By analyzing existing cross correlation between Guidestone Value Equity and Strategic Alternatives Fund, you can compare the effects of market volatilities on Guidestone Value and Strategic Alternatives and check how they will diversify away market risk if combined in the same portfolio for a given time horizon. You can also utilize pair trading strategies of matching a long position in Guidestone Value with a short position of Strategic Alternatives. Check out your portfolio center. Please also check ongoing floating volatility patterns of Guidestone Value and Strategic Alternatives.
Diversification Opportunities for Guidestone Value and Strategic Alternatives
0.77 | Correlation Coefficient |
Poor diversification
The 3 months correlation between Guidestone and Strategic is 0.77. Overlapping area represents the amount of risk that can be diversified away by holding Guidestone Value Equity and Strategic Alternatives Fund in the same portfolio, assuming nothing else is changed. The correlation between historical prices or returns on Strategic Alternatives and Guidestone Value is a relative statistical measure of the degree to which these equity instruments tend to move together. The correlation coefficient measures the extent to which returns on Guidestone Value Equity are associated (or correlated) with Strategic Alternatives. Values of the correlation coefficient range from -1 to +1, where. The correlation of zero (0) is possible when the price movement of Strategic Alternatives has no effect on the direction of Guidestone Value i.e., Guidestone Value and Strategic Alternatives go up and down completely randomly.
Pair Corralation between Guidestone Value and Strategic Alternatives
Assuming the 90 days horizon Guidestone Value Equity is expected to generate 1.9 times more return on investment than Strategic Alternatives. However, Guidestone Value is 1.9 times more volatile than Strategic Alternatives Fund. It trades about 0.06 of its potential returns per unit of risk. Strategic Alternatives Fund is currently generating about 0.0 per unit of risk. If you would invest 1,148 in Guidestone Value Equity on September 16, 2024 and sell it today you would earn a total of 71.00 from holding Guidestone Value Equity or generate 6.18% return on investment over 90 days.

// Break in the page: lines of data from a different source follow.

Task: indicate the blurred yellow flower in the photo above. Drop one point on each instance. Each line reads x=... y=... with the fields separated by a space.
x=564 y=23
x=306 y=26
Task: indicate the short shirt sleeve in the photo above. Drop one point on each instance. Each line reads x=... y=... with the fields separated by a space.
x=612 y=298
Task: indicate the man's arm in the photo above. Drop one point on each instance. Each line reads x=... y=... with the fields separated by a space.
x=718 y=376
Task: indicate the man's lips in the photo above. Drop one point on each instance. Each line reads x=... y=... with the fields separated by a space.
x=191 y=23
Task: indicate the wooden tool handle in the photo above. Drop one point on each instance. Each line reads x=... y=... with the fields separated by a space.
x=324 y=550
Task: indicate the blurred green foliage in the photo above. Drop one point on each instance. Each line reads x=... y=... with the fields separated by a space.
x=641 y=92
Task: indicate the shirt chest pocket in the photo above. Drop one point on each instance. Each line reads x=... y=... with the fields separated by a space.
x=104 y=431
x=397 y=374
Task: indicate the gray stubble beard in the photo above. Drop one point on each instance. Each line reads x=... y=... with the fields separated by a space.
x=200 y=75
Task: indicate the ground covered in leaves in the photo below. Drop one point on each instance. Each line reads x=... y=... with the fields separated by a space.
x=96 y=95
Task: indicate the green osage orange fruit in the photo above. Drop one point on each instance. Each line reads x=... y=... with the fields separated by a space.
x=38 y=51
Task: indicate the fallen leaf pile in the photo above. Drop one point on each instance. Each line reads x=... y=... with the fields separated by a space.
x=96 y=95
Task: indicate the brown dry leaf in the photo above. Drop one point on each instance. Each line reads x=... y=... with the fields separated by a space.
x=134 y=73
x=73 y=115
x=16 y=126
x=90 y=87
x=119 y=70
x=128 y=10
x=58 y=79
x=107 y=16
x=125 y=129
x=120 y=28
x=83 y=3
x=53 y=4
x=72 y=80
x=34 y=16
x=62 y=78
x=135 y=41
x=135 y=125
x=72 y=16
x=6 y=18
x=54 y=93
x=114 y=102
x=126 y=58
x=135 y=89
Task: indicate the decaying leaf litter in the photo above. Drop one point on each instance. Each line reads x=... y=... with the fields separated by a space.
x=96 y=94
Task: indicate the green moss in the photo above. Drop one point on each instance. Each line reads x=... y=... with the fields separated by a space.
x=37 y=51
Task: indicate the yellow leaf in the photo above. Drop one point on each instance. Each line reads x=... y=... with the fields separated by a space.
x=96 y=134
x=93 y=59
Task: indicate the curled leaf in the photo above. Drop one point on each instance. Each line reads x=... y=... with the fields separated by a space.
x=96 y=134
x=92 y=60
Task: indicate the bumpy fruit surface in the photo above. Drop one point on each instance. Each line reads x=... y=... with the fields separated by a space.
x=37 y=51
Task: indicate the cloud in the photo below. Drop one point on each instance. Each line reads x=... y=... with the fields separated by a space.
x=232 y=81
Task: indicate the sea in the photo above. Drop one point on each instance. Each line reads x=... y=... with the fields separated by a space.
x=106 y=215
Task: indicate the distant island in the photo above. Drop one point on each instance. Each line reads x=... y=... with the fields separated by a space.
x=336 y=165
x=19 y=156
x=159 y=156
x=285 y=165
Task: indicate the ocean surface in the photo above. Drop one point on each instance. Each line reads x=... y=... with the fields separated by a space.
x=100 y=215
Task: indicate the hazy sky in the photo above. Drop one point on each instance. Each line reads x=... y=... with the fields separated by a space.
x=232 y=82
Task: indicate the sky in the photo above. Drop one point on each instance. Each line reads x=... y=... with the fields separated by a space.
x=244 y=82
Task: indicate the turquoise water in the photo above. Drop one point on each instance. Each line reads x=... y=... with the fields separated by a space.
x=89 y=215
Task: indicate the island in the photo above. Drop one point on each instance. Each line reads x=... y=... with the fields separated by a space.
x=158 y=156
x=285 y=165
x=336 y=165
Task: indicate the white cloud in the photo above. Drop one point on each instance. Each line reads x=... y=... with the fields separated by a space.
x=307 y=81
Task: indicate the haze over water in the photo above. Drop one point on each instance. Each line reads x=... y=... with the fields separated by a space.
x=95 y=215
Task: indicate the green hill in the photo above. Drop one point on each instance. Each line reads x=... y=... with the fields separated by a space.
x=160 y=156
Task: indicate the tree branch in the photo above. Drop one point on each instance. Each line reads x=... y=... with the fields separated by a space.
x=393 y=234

Time Period | 3 Months [change] |
Direction | Moves Together |
Strength | Significant |
Accuracy | 100.0% |
Values | Daily Returns |
Guidestone Value Equity vs. Strategic Alternatives Fund
Performance |
Timeline |
Guidestone Value Equity |
Strategic Alternatives |
Guidestone Value and Strategic Alternatives Volatility Contrast
Predicted Return Density |
Returns |
Pair Trading with Guidestone Value and Strategic Alternatives
The main advantage of trading using opposite Guidestone Value and Strategic Alternatives positions is that it hedges away some unsystematic risk. Because of two separate transactions, even if Guidestone Value position performs unexpectedly, Strategic Alternatives can make up some of the losses. Pair trading also minimizes risk from directional movements in the market. For example, if an entire industry or sector drops because of unexpected headlines, the short position in Strategic Alternatives will offset losses from the drop in Strategic Alternatives' long position.Guidestone Value vs. Growth Allocation Fund | Guidestone Value vs. Defensive Market Strategies | Guidestone Value vs. Defensive Market Strategies | Guidestone Value vs. Value Equity Institutional |
Check out your portfolio center.Note that this page's information should be used as a complementary analysis to find the right mix of equity instruments to add to your existing portfolios or create a brand new portfolio. You can also try the Portfolio Optimization module to compute new portfolio that will generate highest expected return given your specified tolerance for risk.